Die Auslosung für die 1. Runde fand am 07.07. im Büro des Unterzeichners statt und ergab die nachstehenden Spielpaarungen:
• Freilos - HSV Rhein-Nette
1. TV Welling - HSC Schweich
2. HSG Biewer/Pfalzel - TV Moselweiss
3. HSG Wittlich - HV Vallendar
4. SG Gösenroth/Laufersweiler - TuS Weibern
5. HSG Irmenach/Kleinich-Horbruch - TV Mülheim
6. TV Bad Ems - TV Bitburg
7. SV Urmitz - HSG Kastellaun/Simmern
Trier, den 07.07.2011
Herbert Schuhmacher
Vizepräsident Spieltechnik
Spielplan – HVR-Pokal 2011/2012 Frauen
Gemäß den HVR-Durchführungsbestimmungen nehmen die Mannschaften der Rheinlandliga, RPS-Oberliga und entsprechend den DHB-Durchführungsbestimmungen auch die Mannschaften der 3. Liga am Pokalwettbewerb auf Landesebene teil.
Sofern mehrere Mannschaften eines Vereins in diesen Spielklassen eingeteilt sind, ist jedoch nur die spielklassenhöchste Mannschaft teilnahmeberechtigt.
Die Ermittlung der Final-Four-Teilnehmer erfolgt in zwei Spielrunden, die für die Wochenenden 03./04.09.2011 und 07./08.01.2012 festgesetzt werden. Das Final-Four findet am Ostermontag, 09.04.2012 statt.
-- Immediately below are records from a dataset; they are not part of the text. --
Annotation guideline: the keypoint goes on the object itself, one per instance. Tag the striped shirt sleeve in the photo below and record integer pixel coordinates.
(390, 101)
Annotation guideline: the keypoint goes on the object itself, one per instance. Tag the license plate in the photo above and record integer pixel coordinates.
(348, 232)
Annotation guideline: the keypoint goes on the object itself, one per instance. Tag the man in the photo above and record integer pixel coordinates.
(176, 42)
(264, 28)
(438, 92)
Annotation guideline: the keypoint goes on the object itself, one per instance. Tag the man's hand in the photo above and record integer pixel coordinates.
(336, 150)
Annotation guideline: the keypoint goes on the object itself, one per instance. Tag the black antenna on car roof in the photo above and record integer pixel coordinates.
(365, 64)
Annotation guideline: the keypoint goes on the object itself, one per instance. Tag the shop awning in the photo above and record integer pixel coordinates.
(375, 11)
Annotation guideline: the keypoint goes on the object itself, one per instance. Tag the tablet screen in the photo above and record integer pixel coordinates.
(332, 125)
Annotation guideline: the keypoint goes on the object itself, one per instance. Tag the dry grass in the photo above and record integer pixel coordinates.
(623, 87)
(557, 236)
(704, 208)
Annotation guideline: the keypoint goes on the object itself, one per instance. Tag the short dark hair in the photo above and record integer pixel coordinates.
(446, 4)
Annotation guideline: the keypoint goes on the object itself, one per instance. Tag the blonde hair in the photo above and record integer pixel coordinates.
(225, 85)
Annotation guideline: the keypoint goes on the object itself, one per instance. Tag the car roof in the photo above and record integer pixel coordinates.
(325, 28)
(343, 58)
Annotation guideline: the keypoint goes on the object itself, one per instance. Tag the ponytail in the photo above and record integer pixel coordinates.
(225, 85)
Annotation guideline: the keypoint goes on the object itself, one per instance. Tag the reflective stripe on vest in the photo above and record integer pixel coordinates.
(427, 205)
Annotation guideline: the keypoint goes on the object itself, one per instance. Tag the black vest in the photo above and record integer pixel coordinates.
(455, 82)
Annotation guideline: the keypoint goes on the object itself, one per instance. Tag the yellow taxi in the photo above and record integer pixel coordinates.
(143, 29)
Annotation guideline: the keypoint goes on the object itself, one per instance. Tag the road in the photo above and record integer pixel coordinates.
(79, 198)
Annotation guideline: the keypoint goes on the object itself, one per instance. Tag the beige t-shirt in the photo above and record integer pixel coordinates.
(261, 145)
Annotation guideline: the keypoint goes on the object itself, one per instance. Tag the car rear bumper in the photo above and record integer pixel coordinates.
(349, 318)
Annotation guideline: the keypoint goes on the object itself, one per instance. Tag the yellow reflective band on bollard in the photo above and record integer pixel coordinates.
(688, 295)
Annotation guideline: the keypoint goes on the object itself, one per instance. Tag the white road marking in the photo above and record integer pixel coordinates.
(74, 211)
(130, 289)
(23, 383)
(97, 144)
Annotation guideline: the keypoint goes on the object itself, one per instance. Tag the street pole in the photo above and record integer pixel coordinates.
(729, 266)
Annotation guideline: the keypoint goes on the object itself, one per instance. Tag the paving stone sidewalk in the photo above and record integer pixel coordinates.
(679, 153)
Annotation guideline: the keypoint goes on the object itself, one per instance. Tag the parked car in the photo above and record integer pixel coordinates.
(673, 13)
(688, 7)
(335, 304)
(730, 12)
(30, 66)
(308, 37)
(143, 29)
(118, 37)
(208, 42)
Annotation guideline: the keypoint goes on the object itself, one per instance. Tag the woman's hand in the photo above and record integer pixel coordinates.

Im Einvernehmen zwischen den beiden Spielgegnern können auch andere Austragungstermine vereinbart werden. Letzter möglicher Termin für die Spiele der 2. Runde ist das Wochenende 25./26.02.2012.
Bei Spielen mit Teilnehmern der 3. Liga sind ggfs. die Spiele in der Woche auszutragen, sofern die vorgenannten Wochenenden nicht zur Verfügung stehen.
Bei Spielen in der Woche ist zwischen Pflichtspiel und Pokalspiel eine Spielpause von mind. 3 Tagen einzuhalten.
Die Auslosung der 1. Runde fand am 07.07.2011 im Büro des Unterzeichners statt und ergab die nachstehenden Spielpaarungen:
• Freilos - TG Konz
1. HSG Mosel - TV Bassenheim
2. HSG Kastellaun/Simmern - HSG Irmenach/Kleinich/Horbruch I
3. TV Engers - TuS Weibern II
4. HSV Rhein-Nette - TuS Bannberscheid
5. TuS 05 Daun - HSG Wittlich
An der 2. Runde nehmen die beiden Mannschaften der 3. Liga Roude Leiw Bascharage und DJK/MJC Trier II teil.